In the whole world, London is the city where I have the biggest amount of memories with my family.
To me London means past.
The Tyrannosaurus Rex from Natural History Museum, so huge when I was a child.
The wind blowing on my cheeks on Tower Bridge while a picture of me sitting on my dad’s laps was being taken.
The Victorian House where my mum used to cook custard cream and Vicky the Viking watched with my sister sitting on the carpet.
The card game to learn the family members in English and a toy gun that caused alarm at the 1990 border control of Heathrow Airport.
To me London means a more recent past.
The first moments of peacefulness after coming out. Discovering a love for theatre and for English language.
London to me is and has always been a symbol for discovery, absolute freedom, energy and vitality. A place where it doesn’t matter what you wear, what you think, what you believe in, who you love, what you eat or what music you listen to. There’s everything, regardless.
This city, with its constant changing and evolution, makes you feel like if you arrived a minute ago even when you’ve been living here for two years. Its continuous evolution pushes you to constantly evolve both personally and individually. It’s a sense of discovery and exploration that makes you see everything in complete awe.
I have always been shocked by the feeling of possibility that this city brings to me. I have always felt like I could be everything I wanted to be and do anything I felt like doing, whether I had been here for just a minute or a thousand years, I couldn’t help feeling this incredible and energetic will to do more, to improve, to grow.
I often hear people here talking about a career change of path and I genuinely think that this motivation in exploring new possibilities is kind of contagious, other than brave. Leaving everything behind to create something else, something different, the sort of thing you wouldn’t have even conceived up to a year ago, seems to be part of the incredible ability London and Londoners have to transform.

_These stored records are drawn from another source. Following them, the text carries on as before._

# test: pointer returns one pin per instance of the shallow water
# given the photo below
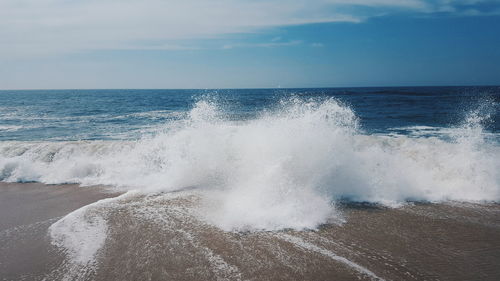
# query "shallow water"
(162, 236)
(354, 183)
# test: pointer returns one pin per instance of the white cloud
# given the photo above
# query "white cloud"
(42, 27)
(271, 44)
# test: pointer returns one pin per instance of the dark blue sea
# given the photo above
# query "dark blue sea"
(56, 115)
(263, 159)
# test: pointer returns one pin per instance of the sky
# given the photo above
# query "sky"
(144, 44)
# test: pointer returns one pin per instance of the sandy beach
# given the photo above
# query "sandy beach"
(159, 237)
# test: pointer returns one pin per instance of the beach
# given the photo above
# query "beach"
(162, 237)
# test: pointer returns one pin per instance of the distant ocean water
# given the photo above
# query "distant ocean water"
(271, 158)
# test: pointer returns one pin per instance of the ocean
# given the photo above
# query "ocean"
(203, 171)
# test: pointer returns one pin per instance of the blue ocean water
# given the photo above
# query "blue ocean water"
(58, 115)
(263, 159)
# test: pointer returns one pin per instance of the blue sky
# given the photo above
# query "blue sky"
(54, 44)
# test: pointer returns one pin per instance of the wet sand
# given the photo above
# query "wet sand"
(160, 237)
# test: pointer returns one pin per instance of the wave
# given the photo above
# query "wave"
(284, 169)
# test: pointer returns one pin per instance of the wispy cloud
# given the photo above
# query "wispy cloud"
(271, 44)
(41, 27)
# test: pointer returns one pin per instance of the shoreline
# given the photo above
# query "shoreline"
(158, 237)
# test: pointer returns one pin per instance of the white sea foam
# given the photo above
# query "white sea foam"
(284, 169)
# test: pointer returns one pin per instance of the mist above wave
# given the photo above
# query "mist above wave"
(284, 169)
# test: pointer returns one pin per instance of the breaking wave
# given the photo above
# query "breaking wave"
(284, 169)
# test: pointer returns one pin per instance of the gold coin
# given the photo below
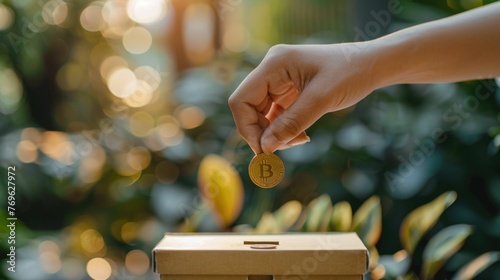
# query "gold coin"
(266, 171)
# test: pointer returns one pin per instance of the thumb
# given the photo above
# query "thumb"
(288, 129)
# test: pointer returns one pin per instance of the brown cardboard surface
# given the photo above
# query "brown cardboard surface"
(211, 255)
(243, 277)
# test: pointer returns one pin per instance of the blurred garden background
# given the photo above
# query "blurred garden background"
(114, 114)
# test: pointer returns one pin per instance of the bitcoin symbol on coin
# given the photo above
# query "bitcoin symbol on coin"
(266, 171)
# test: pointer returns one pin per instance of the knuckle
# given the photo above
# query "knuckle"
(278, 52)
(287, 128)
(232, 101)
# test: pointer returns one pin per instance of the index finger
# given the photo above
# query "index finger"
(249, 104)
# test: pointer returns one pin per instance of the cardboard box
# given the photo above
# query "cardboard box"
(233, 256)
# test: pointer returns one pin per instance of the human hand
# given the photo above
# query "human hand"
(293, 87)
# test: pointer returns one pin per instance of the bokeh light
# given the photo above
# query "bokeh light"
(50, 256)
(137, 40)
(92, 243)
(190, 117)
(122, 82)
(91, 17)
(55, 12)
(58, 146)
(141, 123)
(70, 76)
(147, 11)
(99, 269)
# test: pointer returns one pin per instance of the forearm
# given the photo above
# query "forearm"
(458, 48)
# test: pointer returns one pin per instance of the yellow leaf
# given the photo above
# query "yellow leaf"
(472, 269)
(221, 187)
(287, 214)
(420, 220)
(367, 221)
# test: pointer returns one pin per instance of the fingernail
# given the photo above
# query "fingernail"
(298, 141)
(269, 144)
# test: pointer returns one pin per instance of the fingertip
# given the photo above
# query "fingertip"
(269, 143)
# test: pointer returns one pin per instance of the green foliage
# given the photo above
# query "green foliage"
(420, 220)
(442, 246)
(476, 266)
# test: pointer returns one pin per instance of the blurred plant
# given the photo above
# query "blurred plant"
(321, 215)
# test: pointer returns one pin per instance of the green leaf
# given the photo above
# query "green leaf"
(367, 221)
(267, 224)
(442, 246)
(316, 212)
(420, 220)
(472, 269)
(287, 215)
(341, 218)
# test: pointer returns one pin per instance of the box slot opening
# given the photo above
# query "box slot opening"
(260, 277)
(261, 242)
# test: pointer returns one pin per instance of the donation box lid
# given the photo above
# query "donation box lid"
(260, 254)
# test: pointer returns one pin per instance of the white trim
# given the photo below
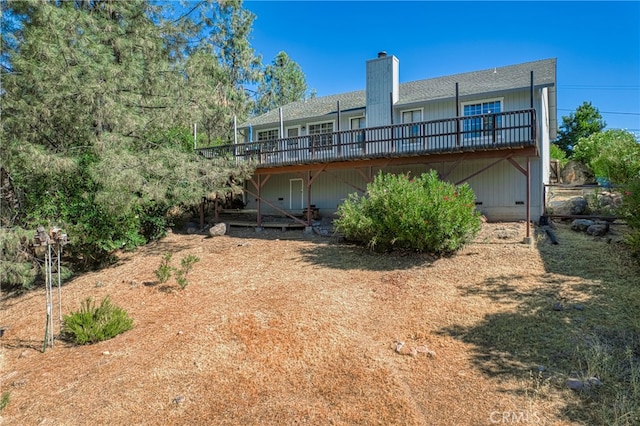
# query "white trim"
(266, 130)
(333, 125)
(333, 129)
(292, 155)
(286, 130)
(358, 137)
(482, 101)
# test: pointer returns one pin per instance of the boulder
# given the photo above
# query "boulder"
(218, 230)
(581, 225)
(574, 172)
(192, 228)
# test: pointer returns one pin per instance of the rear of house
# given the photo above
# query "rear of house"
(490, 128)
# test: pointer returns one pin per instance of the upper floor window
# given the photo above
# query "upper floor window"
(413, 116)
(268, 136)
(481, 126)
(358, 123)
(321, 137)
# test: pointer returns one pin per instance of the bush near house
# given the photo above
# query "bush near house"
(630, 211)
(422, 213)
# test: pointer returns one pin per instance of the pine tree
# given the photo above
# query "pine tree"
(97, 106)
(284, 82)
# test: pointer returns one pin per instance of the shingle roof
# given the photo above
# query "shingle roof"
(499, 79)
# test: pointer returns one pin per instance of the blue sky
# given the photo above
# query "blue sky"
(597, 44)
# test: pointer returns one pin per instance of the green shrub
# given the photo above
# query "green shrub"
(423, 214)
(559, 154)
(93, 324)
(17, 268)
(4, 400)
(164, 271)
(630, 211)
(186, 265)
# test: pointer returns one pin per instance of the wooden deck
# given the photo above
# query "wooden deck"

I’ve heard of lawyers becoming waiters and teachers becoming lawyers. I’ve heard of marketing managers decide to become teachers and teachers deciding to become visual artists.
London to me is present (and a present). It means finding out what it’s like to be a TEFL teacher first and falling in love with SEN world after. It means my first Gay Pride Parade and my 30th birthday.
Through the London filter I’ve seen my life changing so many times that I can choose which moment of my life I want to recall every time I sit on St. Paul’s Cathedral’s steps or I walk along Southbank.
Recently, I’ve been thinking what would be like to move to a smaller place in UK, somewhere different from London, maybe smaller or more family like, just in case…
However, this place has become so important to me, that I feel like it’s a person, a friend that I am struggling to separate from.
I don’t know if London will be my present for ever, but what I definitely know is that it will be in my future. Somehow.